Articulations  of Tamil-phonemes are discussed here based on Tolkappiyam.

Propelling air in mouth makes sound if articulated. The least part of human language is phoneme. It varies in languages. Generally some points in the mouth and nose help to propel phoneme.
 
Tamil phonemes are thirty. They are 12 vowels and 18 consonants.   Tolkappiyam, the earliest Tamil classical work defines scientifically the positions and functions of the speech organs, which produce phonemes.

Speech organs and their functions
Raising wind starts from diaphragm. On the way it touches 8 vocal organs. Head the oral cavity, pharynx, larynx are the three places where they touch. Teeth, lip, tongue, nose and palate are the five places where they play before producing voice. According to modern science the larynx or voice box is the anchor of vocal folds. It impedes the airflow from the lungs to create vocal folds. A periodic cycle in speech organs produces phonemes.

Vowels in Tamil
 All the 12 vowels vibrate (buzz) through larynx
 Vowels a and aa, are articulated in vocal cavity along with a vibration
 Vowels /i, i:, e, e:, ai/ (5 in total) are articulated while edge of the tongue moving towards the gum of teeth.
 Vowels /u, u:, o, o:, au/ (5 in total) are articulated while rounding lips.
 There is a slight change in articulation between short and long vowels.

Consonants in Tamil
 Consonants /k/ and [ŋ] articulate at the back of the tongue and palate.
 Consonants /t͡ʃ/ and /ɲ/ articulate at the middle of the tongue and palate.
 Consonants /ʈ/ and /ɳ/ articulate at the front of the tongue and palate.
 These six characters have three kinds of articulations.
 Consonants /t̪/ and /n̪/ articulate while the front of the tongue flies and touches the palate near the gum of the teeth.
 Consonants /r/ and [n] articulate while the front lower portion of the tongue touches the front portion of the palate.
 Consonants /ɾ/ and /ɻ/ articulate while the lower portion of the tongue fondles the front portion of the palate.
 Consonant /l/ articulates while the blubbing action of the edge of the tongue presses the gum of teeth and consonant /ɭ/ articulates in the same way but the movement is touching. It is fondling the gum of the teeth.
 Consonants /p/ and /m/ articulate on lips touching each other.
 Consonant /ʋ/ articulates while lip and teeth touches each other.
 Consonant /j/ articulates while air fondling the palate.
 Soft consonants [ŋ], /ɲ/, /ɳ/, /n̪/ /m/ and [n] propel along with nasal articulation.

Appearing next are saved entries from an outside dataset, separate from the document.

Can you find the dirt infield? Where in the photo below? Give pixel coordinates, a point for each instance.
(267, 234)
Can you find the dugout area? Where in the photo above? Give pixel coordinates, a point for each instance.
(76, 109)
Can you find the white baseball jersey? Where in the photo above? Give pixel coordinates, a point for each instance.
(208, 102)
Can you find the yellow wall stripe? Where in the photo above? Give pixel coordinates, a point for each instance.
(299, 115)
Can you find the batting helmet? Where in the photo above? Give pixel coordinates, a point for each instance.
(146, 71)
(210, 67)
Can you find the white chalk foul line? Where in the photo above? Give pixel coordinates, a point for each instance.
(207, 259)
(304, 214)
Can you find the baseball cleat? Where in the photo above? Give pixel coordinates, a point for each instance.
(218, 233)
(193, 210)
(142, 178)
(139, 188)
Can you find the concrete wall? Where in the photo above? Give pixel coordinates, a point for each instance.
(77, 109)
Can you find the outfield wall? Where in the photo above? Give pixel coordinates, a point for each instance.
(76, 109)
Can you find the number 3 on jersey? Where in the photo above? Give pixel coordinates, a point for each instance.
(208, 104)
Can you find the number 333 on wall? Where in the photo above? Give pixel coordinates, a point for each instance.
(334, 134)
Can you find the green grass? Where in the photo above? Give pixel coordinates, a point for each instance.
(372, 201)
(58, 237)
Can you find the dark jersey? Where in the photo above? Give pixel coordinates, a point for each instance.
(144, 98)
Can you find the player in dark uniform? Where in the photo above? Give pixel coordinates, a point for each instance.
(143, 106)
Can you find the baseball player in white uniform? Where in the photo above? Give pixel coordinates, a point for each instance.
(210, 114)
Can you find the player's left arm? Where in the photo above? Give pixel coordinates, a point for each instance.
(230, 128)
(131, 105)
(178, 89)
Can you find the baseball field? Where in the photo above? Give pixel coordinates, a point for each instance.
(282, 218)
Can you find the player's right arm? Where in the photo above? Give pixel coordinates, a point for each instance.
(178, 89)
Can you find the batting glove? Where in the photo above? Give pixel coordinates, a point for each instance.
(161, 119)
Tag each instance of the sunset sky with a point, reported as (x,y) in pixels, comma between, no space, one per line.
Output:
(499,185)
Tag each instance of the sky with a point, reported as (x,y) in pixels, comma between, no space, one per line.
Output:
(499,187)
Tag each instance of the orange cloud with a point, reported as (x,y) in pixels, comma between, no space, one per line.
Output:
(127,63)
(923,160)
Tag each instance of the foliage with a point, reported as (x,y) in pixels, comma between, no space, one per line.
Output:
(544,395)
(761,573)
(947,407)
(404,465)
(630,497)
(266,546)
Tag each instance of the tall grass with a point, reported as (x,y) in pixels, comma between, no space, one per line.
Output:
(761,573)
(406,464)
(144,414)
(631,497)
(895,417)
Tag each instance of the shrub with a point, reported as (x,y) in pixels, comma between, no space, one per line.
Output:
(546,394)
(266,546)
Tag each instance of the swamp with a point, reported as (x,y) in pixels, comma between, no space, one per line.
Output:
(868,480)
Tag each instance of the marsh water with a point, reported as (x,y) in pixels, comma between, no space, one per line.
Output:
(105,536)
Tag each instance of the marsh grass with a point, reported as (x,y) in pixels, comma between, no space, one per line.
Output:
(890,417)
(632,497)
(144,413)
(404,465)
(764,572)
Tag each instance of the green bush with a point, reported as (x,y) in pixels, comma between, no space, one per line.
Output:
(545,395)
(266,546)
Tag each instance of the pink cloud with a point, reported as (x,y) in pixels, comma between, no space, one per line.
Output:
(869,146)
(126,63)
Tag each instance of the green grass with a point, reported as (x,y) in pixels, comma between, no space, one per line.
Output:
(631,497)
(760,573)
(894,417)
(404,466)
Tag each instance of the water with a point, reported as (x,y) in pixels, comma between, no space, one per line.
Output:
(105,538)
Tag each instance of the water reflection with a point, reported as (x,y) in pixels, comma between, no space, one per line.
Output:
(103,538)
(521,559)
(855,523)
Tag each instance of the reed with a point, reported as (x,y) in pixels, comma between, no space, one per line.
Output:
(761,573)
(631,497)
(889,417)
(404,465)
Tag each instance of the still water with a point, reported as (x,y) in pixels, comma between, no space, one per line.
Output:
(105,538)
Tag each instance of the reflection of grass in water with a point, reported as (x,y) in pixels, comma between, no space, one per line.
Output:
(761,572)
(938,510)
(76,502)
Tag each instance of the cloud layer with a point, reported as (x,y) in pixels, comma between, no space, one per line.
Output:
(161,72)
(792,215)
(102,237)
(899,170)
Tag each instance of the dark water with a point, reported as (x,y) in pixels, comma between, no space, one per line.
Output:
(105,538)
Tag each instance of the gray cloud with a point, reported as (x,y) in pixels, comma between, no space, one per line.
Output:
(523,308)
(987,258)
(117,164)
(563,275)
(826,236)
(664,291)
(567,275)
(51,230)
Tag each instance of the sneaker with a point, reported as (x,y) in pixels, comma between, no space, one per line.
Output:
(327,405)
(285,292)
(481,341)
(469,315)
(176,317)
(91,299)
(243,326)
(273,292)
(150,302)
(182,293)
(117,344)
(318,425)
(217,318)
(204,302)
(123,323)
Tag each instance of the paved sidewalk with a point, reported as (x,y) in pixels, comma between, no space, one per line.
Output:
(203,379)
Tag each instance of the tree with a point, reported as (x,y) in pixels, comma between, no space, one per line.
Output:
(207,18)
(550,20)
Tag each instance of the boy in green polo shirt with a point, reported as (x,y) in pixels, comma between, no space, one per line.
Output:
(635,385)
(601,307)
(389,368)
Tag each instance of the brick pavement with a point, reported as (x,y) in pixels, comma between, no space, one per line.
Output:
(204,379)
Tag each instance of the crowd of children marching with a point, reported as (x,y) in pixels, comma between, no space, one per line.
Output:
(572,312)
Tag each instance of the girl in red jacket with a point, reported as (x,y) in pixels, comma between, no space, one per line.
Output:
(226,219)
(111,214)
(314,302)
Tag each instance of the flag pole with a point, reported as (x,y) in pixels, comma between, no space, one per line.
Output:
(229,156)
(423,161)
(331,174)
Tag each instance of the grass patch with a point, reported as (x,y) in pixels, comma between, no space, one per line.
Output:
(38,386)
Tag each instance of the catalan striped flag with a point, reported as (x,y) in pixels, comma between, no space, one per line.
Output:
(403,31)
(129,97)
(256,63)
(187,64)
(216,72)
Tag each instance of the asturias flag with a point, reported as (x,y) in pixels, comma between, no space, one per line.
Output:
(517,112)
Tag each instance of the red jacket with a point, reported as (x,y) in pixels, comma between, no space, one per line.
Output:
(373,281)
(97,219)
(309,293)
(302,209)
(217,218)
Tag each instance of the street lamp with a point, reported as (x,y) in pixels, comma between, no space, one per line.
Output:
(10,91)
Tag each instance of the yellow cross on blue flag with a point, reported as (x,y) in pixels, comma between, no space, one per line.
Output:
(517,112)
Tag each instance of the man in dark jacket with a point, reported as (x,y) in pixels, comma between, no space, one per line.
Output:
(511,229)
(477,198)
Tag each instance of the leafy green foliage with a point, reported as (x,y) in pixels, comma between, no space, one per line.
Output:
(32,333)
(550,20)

Dependant phonemes in Tamil
 Shorted /i/ and /u/ and softened /h/ (ஃ) have no separate articulation. They articulate as their primaries.

Conclusion
 All the explanations regarding air, positions and articulations defined in the chapter are external manifestations. Tholkaappiyar points out that the internal manifestations were already well defined in a book written by experts (Anthan’ar). He adds that only the articulations felt by organs is covered.

Footnotes

References 

 Tolkappiyam (Tamil original with the commentary of Iḷampūraṇar, தொல்காப்பியம் இளம்பூரணர் உரை)
 Tholkappiyam (in English) S. Ilakkuvanar, Kural Neri Publishing House, Madurai – 6, year 1963
 Tolkappiyam in English, by Dr. V. Murugan, Project Director Dr. G. John Samuel, Institute of Asian Studies, Chennai, India, 2000.